581 Study Abroad and Concentration (Second Year)
During their second year, graduate students in the IPCR program have the opportunity to take specialized courses in their chosen field of research at one of our partner institutions abroad or at the institution of their choosing, with Director approval. Most students will spend the fall semester of their second year fulfilling this requirement, but there are summer and other short options available.

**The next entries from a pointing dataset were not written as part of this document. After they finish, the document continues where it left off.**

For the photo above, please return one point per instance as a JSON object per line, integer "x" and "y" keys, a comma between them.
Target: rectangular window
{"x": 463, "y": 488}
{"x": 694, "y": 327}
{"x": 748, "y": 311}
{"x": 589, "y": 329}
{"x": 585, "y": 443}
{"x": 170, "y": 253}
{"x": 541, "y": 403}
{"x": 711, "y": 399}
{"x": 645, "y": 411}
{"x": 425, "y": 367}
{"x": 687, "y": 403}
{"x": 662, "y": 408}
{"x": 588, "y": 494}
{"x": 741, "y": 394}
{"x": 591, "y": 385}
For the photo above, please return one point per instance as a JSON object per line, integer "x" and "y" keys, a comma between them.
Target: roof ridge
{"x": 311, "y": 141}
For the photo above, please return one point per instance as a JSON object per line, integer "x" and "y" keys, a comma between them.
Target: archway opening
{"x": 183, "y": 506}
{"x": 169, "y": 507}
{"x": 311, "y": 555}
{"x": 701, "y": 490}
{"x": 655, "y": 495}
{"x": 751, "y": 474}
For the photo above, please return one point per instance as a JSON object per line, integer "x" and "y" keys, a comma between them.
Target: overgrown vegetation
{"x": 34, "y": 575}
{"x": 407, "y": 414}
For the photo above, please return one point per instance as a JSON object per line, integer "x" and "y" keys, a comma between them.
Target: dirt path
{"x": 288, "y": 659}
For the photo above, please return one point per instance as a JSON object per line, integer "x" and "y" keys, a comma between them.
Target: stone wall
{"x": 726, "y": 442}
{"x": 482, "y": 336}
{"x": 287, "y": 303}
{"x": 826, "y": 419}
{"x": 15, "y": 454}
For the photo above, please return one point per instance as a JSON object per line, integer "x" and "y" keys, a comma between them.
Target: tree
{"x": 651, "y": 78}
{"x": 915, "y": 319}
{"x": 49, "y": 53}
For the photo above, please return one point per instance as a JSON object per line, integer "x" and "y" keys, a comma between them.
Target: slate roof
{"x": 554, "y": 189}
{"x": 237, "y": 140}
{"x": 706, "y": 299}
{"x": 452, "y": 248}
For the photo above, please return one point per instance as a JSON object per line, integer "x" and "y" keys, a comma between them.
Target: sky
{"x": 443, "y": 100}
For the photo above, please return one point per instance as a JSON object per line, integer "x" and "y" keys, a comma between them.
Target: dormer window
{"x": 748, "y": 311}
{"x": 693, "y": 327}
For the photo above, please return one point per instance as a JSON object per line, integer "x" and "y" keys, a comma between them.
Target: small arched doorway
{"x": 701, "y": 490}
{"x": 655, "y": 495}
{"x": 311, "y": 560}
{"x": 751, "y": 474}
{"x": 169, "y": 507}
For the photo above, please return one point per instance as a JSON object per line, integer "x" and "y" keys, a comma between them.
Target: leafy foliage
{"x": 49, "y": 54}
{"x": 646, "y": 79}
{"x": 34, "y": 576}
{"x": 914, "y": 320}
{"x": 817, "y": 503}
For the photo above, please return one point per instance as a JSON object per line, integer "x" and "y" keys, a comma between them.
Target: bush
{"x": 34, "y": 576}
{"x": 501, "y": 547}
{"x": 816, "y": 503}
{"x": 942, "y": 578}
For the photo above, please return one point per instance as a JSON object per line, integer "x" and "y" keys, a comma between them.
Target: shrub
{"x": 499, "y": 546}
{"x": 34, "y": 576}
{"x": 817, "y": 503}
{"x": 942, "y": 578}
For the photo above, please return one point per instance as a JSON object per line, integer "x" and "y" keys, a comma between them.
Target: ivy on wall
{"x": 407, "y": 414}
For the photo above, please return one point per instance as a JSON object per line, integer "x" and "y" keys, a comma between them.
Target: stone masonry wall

583 Internship (Second Year)
The professional experience is practical training at the graduate level with a practitioner organization in the field. The internship requires 240 hours, lasting three to four months and offers candidates substantive experience in their chosen areas of specialization. Candidates prepare a learning contract with their supervisors and the program Director in order to determine their learning goals, resources and means of evaluation. All candidates keep a journal recording their activities and reflecting on what they learn.
589 Independent Study
This seminar serves to enable M.A. candidates to do significant supervised research in their chosen field of concentration, to interact with fellow candidates and faculty in a formal setting, and to get feedback on the progress of their research, and to present their final paper.
595 Thesis Option
Designed especially for students who wish to pursue advanced study beyond the master’s level, the Thesis option is a 2 semester independent study working with an advisor to conduct substantive research and writing. It is an individually initiated and directed set of experiences involving the writing of an acceptable proposal, the carrying out of a research project and the writing of a manuscript of professional quality. A thesis should be an original and independent contribution to current scholarship on a particular topic. The length of thesis may range from 60-100 pages and must include a substantial bibliography. Students must obtain approval from the IPCR Director and an advisor to conduct a thesis by the end of their first full year in the program. Thesis students register for IP595 for two terms.
598 Capstone Seminar (Second Year)
Candidates return to campus in the spring of their second year to complete their thesis requirement. The seminar meets weekly and follows a workshop format. Capstone culminates in a public presentation of the thesis project during the university-wide Capstone day.